Stylus Rake Angle


I am trying to set up my new VPI 3D arm as close to perfection as I can. On the Analog Planet, Michael Fremer gives one opinion, however, a different opinion was voiced by Harry at VPI, and Peter at Soundmith. I've been discussing this with them....Fremer says that SRA should be adjusted even if the back end of the arm is WAY high up as needed, whereas Harry, and Peter said to start with the arm in a horizontal position and move it slightly up and down to find the sweet spot. Peter said that my cartridge (Benz LPS) and some others have an additional facet in the diamond so bringing the arm up in back would be exaggerating the proper SRA. When I wrote back to Fremer, he answered with an insistance that he was correct. Does anyone want to add to the confusion??
128x128stringreen
Doug and Csontos seem to have the way of it.

The cutting stylus on an LP cutterhead only does about 10 hours before it needs to be replaced. You'd think they were all exactly the same but after replacement you wind up resetting a lot of parameters on the cutterhead. Tiny little adjustments can have a huge effect on the groove you cut, so its anything but cut and dried. I find the talk about SRA a bit amusing as a result.

As the stylus wears, sometimes you have to make little adjustments, like the stylus temperature. Funny thing- it cuts a slightly different angle depending on the temperature. Some LPs don't have very much in the way of dynamics so you can change groove depth a bit to allow for more time on the LP, conversely if something has a lot of dynamics or out of phase bass, you might cut a little deeper. So groove depth affects stylus angle too.
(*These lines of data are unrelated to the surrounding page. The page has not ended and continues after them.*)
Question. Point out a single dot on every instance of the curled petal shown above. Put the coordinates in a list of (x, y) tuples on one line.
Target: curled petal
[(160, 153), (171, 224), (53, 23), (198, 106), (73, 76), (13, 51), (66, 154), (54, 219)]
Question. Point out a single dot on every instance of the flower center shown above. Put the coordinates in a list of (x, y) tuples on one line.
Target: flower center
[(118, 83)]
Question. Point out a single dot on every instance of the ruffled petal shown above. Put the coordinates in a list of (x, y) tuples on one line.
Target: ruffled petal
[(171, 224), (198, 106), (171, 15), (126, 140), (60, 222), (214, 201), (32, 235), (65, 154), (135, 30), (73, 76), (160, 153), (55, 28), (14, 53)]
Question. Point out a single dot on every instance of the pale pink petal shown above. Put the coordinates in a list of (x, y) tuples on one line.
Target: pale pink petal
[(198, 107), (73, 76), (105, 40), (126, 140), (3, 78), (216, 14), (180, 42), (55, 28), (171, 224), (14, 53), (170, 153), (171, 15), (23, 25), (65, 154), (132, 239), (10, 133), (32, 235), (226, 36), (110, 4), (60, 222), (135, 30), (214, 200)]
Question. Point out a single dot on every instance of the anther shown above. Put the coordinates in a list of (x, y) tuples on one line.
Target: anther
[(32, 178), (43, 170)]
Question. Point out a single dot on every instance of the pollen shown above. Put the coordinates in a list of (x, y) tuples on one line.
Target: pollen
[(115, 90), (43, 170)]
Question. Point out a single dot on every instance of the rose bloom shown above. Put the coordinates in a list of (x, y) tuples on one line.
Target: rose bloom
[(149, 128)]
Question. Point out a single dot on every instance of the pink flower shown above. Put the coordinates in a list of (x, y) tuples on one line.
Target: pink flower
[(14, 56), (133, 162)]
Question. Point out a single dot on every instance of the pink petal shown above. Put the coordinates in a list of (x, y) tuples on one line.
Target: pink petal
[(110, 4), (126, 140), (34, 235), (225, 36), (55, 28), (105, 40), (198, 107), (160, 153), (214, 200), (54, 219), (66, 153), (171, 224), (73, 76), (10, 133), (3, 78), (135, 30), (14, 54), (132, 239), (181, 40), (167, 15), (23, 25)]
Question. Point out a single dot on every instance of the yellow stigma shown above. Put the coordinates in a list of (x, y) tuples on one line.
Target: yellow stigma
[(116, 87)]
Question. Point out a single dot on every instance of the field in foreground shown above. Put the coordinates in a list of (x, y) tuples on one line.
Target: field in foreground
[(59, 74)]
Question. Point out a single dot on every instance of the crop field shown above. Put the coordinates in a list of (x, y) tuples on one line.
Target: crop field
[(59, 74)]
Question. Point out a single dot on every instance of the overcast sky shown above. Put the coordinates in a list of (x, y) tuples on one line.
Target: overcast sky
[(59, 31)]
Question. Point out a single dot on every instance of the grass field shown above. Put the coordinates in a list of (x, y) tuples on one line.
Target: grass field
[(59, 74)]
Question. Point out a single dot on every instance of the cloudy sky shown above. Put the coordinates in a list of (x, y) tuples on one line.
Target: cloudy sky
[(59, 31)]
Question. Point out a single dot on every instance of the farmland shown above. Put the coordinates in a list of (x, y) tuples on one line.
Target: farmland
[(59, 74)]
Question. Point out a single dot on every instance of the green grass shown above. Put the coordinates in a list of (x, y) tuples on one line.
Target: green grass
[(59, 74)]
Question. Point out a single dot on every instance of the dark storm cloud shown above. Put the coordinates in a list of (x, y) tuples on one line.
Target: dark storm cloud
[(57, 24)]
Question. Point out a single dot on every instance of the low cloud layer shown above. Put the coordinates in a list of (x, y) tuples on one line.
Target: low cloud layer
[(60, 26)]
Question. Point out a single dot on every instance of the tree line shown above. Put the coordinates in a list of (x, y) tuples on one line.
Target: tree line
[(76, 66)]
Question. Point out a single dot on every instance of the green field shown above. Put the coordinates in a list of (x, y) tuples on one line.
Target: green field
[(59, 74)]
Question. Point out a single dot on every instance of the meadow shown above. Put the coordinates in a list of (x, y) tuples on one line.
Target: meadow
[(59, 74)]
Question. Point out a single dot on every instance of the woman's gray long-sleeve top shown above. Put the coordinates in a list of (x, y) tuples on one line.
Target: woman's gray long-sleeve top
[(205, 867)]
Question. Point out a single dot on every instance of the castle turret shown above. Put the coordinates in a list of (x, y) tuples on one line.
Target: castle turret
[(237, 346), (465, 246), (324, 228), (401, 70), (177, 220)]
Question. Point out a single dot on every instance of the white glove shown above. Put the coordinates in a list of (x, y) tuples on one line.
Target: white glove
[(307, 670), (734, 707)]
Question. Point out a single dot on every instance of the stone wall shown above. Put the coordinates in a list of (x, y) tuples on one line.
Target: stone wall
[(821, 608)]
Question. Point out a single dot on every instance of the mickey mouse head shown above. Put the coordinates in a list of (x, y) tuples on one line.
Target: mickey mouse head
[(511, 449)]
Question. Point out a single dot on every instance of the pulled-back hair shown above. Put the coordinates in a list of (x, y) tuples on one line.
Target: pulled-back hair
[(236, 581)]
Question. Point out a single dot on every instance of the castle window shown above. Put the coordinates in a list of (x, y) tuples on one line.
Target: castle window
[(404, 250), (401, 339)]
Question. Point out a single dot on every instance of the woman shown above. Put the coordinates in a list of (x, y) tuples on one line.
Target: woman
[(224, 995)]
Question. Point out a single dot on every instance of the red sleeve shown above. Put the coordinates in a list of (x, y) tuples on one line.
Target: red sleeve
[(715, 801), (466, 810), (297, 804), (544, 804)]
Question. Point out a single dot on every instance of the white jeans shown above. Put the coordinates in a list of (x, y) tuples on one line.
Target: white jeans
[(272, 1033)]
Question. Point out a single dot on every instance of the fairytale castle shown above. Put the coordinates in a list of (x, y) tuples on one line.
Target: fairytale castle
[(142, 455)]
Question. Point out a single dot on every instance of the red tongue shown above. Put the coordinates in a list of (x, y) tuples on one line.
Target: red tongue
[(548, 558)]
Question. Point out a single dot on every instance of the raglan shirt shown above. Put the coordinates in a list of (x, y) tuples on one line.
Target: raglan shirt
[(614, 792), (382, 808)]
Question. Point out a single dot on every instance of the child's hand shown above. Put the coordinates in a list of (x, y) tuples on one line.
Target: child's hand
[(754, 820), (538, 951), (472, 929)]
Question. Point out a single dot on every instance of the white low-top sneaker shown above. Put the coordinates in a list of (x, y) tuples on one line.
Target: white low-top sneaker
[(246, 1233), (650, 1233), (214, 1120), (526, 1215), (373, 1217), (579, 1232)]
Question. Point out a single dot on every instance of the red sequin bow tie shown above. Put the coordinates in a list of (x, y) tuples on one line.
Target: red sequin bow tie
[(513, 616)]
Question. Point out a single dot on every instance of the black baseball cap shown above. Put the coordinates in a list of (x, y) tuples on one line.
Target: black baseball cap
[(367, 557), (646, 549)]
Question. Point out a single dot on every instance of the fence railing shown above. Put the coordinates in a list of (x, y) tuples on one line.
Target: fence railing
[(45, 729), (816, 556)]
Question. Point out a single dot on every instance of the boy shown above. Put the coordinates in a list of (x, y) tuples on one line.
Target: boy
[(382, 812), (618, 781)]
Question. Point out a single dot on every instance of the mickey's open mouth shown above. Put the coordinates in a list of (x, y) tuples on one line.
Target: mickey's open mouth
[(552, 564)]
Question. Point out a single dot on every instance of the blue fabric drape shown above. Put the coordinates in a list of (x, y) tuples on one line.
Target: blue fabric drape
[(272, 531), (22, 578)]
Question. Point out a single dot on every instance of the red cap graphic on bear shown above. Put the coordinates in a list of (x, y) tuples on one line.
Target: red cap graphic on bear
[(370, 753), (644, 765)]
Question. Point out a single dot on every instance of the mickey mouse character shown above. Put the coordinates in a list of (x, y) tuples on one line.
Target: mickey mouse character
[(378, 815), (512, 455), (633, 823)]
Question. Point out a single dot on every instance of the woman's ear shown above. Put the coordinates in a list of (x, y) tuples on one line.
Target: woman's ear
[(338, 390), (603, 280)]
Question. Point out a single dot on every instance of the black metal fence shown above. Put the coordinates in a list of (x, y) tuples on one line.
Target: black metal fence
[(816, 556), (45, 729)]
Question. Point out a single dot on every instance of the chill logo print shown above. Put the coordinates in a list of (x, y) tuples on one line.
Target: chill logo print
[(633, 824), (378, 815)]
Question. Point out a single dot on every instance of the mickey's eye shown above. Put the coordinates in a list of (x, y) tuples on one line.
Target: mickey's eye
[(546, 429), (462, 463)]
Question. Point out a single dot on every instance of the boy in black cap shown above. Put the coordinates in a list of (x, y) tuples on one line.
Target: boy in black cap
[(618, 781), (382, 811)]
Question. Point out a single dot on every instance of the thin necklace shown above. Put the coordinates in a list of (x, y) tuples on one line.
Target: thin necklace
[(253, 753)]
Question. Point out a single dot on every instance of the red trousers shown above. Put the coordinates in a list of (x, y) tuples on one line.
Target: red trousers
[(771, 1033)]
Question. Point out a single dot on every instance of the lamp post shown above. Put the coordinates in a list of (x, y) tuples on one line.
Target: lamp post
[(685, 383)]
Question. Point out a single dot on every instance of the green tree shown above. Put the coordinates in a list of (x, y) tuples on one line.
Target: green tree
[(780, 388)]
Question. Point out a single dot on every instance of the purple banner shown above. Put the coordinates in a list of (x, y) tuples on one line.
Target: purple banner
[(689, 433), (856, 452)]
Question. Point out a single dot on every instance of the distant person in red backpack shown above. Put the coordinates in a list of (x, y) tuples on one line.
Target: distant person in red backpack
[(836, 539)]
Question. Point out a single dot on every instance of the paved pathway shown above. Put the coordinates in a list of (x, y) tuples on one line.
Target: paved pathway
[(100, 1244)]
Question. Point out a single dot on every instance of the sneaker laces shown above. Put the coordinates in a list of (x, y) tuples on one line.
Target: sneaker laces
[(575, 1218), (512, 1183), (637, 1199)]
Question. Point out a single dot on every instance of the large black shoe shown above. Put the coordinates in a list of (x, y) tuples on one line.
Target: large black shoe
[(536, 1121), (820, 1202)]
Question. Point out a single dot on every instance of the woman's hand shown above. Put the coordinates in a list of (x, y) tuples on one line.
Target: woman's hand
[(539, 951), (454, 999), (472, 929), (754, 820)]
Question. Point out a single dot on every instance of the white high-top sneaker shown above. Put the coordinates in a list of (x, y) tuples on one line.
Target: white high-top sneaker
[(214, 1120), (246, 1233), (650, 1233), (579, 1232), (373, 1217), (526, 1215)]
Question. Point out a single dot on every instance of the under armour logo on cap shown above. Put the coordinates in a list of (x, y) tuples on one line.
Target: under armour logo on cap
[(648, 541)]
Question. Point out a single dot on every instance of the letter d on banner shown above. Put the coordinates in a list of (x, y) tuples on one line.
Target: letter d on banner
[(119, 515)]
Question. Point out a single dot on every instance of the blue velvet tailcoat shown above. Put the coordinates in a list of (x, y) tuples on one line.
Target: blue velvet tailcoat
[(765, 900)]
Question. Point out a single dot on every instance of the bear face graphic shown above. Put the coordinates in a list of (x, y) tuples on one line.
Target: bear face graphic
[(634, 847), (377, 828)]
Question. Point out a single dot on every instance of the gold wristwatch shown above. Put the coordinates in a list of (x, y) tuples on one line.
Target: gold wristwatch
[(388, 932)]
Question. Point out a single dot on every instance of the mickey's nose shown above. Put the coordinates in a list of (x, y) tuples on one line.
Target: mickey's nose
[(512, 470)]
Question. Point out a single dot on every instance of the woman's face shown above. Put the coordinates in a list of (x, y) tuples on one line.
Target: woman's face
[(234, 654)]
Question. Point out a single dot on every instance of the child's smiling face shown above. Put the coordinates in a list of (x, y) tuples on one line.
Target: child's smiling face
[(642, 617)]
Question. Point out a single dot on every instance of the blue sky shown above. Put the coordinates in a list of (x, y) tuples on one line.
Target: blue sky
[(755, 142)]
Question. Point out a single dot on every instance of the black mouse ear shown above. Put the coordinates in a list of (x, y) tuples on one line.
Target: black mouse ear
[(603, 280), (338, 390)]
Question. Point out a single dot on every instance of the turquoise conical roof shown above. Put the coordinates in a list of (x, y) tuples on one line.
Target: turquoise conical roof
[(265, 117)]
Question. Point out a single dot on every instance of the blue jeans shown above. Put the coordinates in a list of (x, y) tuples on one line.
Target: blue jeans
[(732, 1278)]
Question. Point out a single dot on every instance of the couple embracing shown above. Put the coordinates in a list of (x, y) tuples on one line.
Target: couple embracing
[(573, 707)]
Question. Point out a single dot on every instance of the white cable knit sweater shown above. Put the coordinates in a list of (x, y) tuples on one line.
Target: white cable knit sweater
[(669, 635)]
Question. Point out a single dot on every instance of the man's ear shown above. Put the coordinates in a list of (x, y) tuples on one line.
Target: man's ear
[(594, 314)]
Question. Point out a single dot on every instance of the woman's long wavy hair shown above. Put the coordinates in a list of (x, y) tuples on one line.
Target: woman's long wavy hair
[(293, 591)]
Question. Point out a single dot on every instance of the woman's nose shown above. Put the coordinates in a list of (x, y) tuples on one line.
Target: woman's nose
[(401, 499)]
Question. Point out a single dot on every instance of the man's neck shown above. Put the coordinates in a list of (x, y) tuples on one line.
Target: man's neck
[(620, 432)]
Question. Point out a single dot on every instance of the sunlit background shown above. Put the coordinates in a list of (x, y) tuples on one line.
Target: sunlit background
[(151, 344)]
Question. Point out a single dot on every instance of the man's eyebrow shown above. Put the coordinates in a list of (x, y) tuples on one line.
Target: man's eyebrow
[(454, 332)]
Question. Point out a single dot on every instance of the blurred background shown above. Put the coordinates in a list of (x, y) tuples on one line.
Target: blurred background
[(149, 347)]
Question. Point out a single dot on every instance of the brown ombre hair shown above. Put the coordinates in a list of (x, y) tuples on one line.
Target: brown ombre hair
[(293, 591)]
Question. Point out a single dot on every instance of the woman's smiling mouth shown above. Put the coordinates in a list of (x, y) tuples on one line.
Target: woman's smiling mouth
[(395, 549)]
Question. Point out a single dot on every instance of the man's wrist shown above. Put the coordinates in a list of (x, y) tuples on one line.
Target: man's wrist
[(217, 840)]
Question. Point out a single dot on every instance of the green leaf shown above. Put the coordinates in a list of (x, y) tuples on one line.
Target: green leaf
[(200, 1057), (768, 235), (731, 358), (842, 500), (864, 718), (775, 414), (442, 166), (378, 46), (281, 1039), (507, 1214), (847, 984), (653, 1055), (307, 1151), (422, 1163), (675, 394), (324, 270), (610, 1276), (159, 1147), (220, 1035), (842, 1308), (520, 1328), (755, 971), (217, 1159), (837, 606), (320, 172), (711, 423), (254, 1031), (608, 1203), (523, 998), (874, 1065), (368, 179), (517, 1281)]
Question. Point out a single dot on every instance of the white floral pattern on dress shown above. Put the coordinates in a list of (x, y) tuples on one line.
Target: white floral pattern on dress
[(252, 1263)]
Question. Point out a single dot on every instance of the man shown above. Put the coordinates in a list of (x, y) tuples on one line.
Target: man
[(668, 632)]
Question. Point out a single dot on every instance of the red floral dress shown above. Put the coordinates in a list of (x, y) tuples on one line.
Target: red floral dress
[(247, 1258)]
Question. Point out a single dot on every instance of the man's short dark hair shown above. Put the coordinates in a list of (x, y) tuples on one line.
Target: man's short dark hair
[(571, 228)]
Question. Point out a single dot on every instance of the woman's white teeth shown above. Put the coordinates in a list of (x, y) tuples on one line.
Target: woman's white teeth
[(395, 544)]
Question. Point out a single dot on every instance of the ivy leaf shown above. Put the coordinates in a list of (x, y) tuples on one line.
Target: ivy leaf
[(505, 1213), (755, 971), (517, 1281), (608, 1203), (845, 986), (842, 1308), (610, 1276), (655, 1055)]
Bottom line: don't get too upset about it. Its more important for the mastering engineer to cut a good groove than it is to get it exactly at 92 degrees. You are never going to be too far off either- the stylus won't cut right if its a few degrees off... trust me on this one- there are far more important things to worry about :)
I don't get this "slur" thing. The stylus is rigid/ inflexible and so whether the tip or farther up encounters the groove wall first, a deflection occurs. I'm not saying none of this makes a difference but if a guy who cuts lacquers for a living and a guy who builds some of the most coveted carts in the world says move along, there is nothing to see here, then maybe we should believe them.
On the subject of stylus overhang:
If the pivot to spindle distance is set exactly right, meaning +/-0.3mm of the recommended, because that is the best anyone can do, then it seems to me that small errors in overhang (say +/-1.0mm, but I would have to do the geometry before settling on that margin) can be tolerated.
Reason: None of the accepted tonearm geometries achieve more than two points on the arc of the stylus tip where there is tangency. The various algorithms differ only in the locations of these two points along the LP surface (and they also do differ in the amounts of tracking error at other points along the way, but I am not debating that here). A small error in overhang, assuming P2S is correct, will only move those two points of tangency by small distances in or out on the radius of the LP. So long as those two points remain on the playing surface, what is lost?
With regard to the distinction between SRA and VTA, there is also an equivalent distortion to Horizontal Tracking Error if the VTA is not that at which the record was cut. This Vertical Tracking Error is distinct from SRA and will influence tracking performance.

So with any given cartridge optimising SRA may mean VTA being compromised...

Atmasphere, you said:
As the stylus wears, sometimes you have to make little adjustments, like the stylus temperature. Funny thing- it cuts a slightly different angle depending on the temperature. Some LPs don't have very much in the way of dynamics so you can change groove depth a bit to allow for more time on the LP, conversely if something has a lot of dynamics or out of phase bass, you might cut a little deeper. So groove depth affects stylus angle too.

From what I understand, the cutter head angle may be a particular value, but the resulting profile on the record is different due to the springiness of the lacquer material which varies with temperature, such that the resulting optimum SRA is not that at which the record was cut. Variations in modulation mean that the cutter has to dig more or less deep, thus varying temperature and hence the profile, so that an optimum SRA at one point on the side may not be so at another. Would that be correct?

Lewm, you said:
A small error in overhang, assuming P2S is correct, will only move those two points of tangency by small distances in or out on the radius of the LP. So long as those two points remain on the playing surface, what is lost?
As you say, the important thing is the position of the two null points. Not because of their tangency, but because they define the distortion. As they become further apart, there is increasing distortion across the middle of the side. Closer together, the extremes are tracked with more distortion, particularly towards the centre. Small changes in null position make little difference.

However, that presupposes that the offset angle is set correctly which, rather than overhang or P2S, is , in my experience, the most difficult aspect of set up.